Often, it can be fiendishly fun to watch bad behavior on film. Just look at something like The Wolf of Wall Street, where three hours of the worst actions imaginable are depicted. Tons of cinema features nothing but violent carnage. So, why does something like The Forgiven end up leaving such a bad taste in my mouth? A lot of it has to do with the movie only being half-hearted in its commentary on the actions, content merely to observe and then rush to wrap things up in literally the final moments. It’s a shame, too, since the filmmaker is incredibly talented, as is the surprisingly loaded cast, who mostly aren’t given a ton to work with.
The Forgiven is obviously a morality play, but spends way too long with repetitive awful behavior and never sells us on any character evolving. At least our two main protagonists are meant to, but aside from some nice performances, we never see it depicted. Especially considering how this is coming from the man who gave us Calvary and The Guard, it’s decidedly a disappointment.
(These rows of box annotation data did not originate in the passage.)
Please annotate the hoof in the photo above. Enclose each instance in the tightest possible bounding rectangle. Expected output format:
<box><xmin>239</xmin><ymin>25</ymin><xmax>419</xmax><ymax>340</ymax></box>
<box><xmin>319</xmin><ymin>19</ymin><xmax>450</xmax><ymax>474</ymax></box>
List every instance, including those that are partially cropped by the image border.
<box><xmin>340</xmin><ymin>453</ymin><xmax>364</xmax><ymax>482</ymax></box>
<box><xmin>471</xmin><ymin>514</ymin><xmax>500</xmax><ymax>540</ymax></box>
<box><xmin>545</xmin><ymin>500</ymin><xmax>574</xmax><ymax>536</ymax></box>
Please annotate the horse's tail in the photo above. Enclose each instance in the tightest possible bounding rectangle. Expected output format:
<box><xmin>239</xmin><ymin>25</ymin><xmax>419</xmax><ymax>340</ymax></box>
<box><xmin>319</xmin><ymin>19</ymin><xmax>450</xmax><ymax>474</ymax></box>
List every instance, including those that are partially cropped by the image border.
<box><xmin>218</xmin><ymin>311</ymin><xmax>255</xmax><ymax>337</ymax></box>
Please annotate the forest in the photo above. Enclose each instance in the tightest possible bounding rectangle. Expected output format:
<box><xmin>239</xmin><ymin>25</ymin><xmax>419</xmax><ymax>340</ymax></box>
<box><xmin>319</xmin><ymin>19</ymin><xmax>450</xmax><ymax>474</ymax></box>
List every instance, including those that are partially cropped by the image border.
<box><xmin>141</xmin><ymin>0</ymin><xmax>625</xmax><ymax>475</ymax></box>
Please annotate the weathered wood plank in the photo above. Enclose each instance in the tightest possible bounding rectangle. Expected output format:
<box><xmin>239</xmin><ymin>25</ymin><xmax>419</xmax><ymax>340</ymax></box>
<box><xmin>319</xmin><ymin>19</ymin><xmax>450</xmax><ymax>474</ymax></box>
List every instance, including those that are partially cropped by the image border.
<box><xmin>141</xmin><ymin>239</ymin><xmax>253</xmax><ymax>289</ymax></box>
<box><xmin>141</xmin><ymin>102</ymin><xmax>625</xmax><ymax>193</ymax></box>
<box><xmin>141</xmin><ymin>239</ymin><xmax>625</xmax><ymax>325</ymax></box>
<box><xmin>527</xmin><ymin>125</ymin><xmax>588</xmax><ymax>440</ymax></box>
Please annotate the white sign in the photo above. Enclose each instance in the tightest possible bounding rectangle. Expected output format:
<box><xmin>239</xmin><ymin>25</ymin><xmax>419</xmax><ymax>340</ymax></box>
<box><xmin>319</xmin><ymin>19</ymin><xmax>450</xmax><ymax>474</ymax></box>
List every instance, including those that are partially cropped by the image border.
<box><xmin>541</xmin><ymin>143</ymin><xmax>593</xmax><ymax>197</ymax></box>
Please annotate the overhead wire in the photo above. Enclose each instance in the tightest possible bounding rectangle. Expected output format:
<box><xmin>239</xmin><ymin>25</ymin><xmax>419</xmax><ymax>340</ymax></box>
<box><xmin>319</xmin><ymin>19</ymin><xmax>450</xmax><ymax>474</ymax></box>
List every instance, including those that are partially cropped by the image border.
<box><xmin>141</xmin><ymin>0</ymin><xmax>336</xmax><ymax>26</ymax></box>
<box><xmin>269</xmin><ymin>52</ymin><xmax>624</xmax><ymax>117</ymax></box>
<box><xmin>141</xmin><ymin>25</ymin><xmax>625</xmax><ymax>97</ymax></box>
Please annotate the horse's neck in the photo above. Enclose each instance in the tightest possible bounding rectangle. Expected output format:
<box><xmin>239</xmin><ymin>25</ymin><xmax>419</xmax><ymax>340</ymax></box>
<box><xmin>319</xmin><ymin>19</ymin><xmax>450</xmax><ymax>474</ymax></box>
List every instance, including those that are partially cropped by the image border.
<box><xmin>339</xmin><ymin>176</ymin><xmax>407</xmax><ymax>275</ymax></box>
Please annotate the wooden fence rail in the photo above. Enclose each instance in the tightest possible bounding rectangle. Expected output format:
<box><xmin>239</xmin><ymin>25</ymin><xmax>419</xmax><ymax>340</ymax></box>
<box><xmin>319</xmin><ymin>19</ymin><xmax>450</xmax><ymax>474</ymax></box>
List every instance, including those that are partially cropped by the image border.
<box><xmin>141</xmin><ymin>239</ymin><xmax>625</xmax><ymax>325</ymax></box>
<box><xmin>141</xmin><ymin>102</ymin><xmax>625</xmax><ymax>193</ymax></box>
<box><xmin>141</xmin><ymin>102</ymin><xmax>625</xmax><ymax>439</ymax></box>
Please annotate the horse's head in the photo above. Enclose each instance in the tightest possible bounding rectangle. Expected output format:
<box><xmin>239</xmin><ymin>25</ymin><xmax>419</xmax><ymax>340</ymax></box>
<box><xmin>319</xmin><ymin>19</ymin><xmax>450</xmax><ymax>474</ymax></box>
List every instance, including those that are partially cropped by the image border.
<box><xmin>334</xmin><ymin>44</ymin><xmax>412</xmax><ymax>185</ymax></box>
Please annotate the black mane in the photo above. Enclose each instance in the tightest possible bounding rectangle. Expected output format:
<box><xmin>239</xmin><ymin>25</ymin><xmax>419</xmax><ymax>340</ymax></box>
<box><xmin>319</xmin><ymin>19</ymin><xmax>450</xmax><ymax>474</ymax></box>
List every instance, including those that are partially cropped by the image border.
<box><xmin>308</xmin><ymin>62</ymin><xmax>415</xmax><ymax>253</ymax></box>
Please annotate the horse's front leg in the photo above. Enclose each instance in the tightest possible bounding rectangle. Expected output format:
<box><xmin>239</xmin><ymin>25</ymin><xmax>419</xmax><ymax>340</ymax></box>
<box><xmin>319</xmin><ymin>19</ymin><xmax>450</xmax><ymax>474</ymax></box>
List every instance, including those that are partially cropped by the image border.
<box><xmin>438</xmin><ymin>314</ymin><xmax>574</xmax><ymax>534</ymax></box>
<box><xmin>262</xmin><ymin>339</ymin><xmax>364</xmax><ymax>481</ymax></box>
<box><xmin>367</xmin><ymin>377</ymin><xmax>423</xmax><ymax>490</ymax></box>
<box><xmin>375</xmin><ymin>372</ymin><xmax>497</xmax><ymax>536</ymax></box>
Wealthy married couple David Henninger (Ralph Fiennes) and Jo Henninger (Jessica Chastain) are on their way to attend an old friend’s lavish weekend party at a villa in Morocco. Speeding through the desert after having been drinking, David accidentally hits and kills a teenage boy. Arriving late to the party, hosted by Richard Galloway (Matt Smith) and Dally Margolis (Caleb Landry Jones), which is already getting wild, the couple, along with local police, try to cover the accident up. After all, they’re rich and who would miss this kid? Then, the boy’s father arrives, with some form of justice on his mind. He wants David to come with him back to their village, to pay his respects. David just wants to be done with it, as well as avoid blame, so he agrees.
As David heads to the boy’s village, Jo stays behind and spends time with American guest Tom Day (Christopher Abbott). Those two flirt in the midst of debauchery, while David wonders if he’s on his way to his death. The couple is set to experience a very different night, one that will leave an impact on them forever.
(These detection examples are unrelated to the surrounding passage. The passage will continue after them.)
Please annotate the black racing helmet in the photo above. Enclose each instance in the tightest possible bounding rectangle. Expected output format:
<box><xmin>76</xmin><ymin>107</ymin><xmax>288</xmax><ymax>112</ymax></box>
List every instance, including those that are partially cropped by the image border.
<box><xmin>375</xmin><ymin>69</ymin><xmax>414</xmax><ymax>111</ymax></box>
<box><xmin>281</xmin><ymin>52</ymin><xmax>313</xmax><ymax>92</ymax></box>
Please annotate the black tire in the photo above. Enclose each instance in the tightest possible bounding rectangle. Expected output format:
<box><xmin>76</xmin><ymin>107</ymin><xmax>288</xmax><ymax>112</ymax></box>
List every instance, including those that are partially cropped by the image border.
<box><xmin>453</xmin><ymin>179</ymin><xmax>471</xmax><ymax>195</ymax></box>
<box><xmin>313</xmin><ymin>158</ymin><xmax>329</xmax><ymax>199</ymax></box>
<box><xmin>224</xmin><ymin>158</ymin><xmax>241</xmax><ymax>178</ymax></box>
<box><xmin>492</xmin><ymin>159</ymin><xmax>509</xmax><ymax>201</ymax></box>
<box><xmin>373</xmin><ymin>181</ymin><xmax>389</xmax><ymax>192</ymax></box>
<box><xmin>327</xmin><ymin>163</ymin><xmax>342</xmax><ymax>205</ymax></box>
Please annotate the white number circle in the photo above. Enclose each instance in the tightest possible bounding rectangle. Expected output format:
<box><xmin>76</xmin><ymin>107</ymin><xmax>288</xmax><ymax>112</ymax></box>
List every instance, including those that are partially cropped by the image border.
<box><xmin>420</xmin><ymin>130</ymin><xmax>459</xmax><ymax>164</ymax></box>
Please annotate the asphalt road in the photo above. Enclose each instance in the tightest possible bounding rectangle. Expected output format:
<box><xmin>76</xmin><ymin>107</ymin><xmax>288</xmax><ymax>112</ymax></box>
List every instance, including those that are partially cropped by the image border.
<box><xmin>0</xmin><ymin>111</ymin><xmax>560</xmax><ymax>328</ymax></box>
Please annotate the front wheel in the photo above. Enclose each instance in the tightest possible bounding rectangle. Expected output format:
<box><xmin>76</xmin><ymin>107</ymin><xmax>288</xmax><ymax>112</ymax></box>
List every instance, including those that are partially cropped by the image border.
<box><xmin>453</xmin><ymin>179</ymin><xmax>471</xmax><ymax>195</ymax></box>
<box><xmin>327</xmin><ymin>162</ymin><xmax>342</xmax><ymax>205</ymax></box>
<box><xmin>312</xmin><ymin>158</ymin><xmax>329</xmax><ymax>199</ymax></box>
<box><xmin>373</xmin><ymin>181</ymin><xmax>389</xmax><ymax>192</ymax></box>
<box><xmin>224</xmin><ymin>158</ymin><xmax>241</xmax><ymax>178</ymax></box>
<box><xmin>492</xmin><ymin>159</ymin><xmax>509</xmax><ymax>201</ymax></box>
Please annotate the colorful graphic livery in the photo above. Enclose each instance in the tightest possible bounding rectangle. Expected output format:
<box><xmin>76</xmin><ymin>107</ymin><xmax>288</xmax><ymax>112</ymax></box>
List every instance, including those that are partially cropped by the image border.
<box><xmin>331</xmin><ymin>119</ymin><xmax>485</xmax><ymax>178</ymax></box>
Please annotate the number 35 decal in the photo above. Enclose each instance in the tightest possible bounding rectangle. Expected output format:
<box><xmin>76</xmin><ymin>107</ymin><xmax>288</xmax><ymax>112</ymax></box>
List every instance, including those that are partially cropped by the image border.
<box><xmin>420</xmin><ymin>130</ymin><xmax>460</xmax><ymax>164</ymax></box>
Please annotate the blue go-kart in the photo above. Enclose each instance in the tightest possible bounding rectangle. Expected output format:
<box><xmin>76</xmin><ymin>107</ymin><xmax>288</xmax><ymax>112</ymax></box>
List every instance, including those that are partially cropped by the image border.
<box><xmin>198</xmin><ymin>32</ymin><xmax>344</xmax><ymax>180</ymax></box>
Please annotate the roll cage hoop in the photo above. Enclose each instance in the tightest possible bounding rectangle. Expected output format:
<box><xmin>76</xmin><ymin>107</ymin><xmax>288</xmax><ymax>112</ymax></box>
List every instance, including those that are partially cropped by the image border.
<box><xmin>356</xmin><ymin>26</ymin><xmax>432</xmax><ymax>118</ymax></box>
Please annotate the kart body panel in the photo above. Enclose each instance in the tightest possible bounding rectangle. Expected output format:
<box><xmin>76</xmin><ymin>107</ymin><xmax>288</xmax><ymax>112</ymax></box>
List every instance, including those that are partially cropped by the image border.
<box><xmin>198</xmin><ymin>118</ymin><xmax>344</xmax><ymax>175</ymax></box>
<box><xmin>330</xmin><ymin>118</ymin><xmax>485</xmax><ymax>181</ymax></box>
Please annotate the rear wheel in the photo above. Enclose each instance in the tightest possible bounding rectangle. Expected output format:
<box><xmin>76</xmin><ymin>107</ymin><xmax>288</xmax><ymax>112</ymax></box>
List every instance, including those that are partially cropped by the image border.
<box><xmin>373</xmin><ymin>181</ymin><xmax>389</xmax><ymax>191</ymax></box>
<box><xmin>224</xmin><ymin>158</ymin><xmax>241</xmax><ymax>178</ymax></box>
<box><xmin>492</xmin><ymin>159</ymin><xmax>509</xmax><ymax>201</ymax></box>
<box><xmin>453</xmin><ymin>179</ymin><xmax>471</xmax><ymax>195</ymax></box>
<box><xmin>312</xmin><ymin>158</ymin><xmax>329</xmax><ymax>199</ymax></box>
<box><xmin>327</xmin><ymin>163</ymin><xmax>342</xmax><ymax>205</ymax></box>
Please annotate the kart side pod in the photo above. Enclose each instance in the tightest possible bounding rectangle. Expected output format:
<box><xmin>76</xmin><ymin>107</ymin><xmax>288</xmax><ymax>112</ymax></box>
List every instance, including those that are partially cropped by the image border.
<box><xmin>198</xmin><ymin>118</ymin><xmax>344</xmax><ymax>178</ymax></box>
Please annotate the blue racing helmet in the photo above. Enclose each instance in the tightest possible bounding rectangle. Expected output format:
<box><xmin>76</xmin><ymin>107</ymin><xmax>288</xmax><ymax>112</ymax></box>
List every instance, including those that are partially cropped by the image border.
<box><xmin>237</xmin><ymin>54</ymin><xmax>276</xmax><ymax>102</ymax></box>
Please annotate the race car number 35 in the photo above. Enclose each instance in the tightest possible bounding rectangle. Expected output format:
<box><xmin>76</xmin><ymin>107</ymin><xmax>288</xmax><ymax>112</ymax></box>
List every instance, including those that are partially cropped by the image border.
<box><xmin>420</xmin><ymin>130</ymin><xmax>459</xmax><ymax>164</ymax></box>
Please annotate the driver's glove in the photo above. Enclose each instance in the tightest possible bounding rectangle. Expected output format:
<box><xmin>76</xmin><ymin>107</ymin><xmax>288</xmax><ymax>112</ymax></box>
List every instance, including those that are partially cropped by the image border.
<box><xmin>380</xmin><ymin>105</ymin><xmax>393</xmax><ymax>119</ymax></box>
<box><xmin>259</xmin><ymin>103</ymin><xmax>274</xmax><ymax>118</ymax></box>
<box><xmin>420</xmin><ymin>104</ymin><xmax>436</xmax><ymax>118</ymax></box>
Jessica Chastain and Ralph Fiennes are the only characters given any real dimension, so it’s not hard to see them as the highlights. Both are good, with Chastain especially having an edge, but Fiennes gets to see his character actually evolve. They have a nice acerbic chemistry with each other, but a little bit goes a long way. In addition to the aforementioned Christopher Abbott, Caleb Landry Jones, and Matt Smith, who are somewhat wasted, the cast also includes Alex Jennings, Marie-Josée Croze, Abbey Lee, Mourad Zaoui, and more.
Filmmaker John Michael McDonagh writes and directs The Forgiven with more indifference than you’d expect from him. Calvary and The Guard had passion, while this reminds me more of War on Everyone. McDonagh usually has a sneaky emotional element with his dark view of humanity, but that’s missing here. It’s just largely dark. While well made, it just never amounts to enough to warrant a recommendation. His critique of privilege is halfhearted, at best.
The Forgiven lives and dies on the performances from Jessica Chastain and Ralph Fiennes, but watching their bad behavior only goes so far. Especially knowing what John Michael McDonagh is capable of, this has to be labeled a disappointment. If you’re a fan of someone here, it works perhaps as a curiosity, but as little more, sadly.